The April issue of Topics in Cognitive Science is devoted to "Production of Referring Expressions: Bridging the Gap Between Computational and Empirical Approaches to Reference." Referring expressions have a long history in computational linguistics, dating back to the earliest natural language understanding systems like SHRDLU. It is only natural that, if a computer and a human are to have discourse about anything, they will each have to refer to things in the domain of discourse, in such a way that each understands the other.
The guest editors' introductory paper to the topic clarifies the issues dealt with here very well. I'll try to briefly summarize: on the one hand, we have computational linguistics approaches to the generation of referring expressions. A standard methodology for this has been basically a type of referential optimization. The domain of discourse is surveyed and used to figure out the least wordy way of referring to something unambiguously. This turns out to be not all that difficult in many situations, but it is also not very natural. It turns out that humans are frequently neither minimally wordy nor unambiguous with their own referring expressions.

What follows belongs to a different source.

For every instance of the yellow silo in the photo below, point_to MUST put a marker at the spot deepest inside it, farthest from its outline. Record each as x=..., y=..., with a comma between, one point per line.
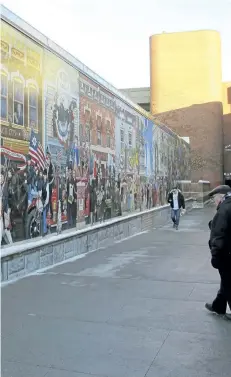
x=185, y=69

This brings us to the other hand. There is quite a trove of literature in psycholinguistics which investigates human strategies for producing referring expressions. The point of the topic is to bring these two largely separate endeavors together, in two ways. Firstly, the adoption of more realistic constraints and features into computational referring systems is advocated. Secondly, the use of more algorithmically specified methods in explaining human performance in this area is also advocated. It is, on the whole, a very worthwhile topic promoting a worthy goal. In general I concur that computational models of human performance should strive to be more realistic, while cognitive models should be more specific or mathematical.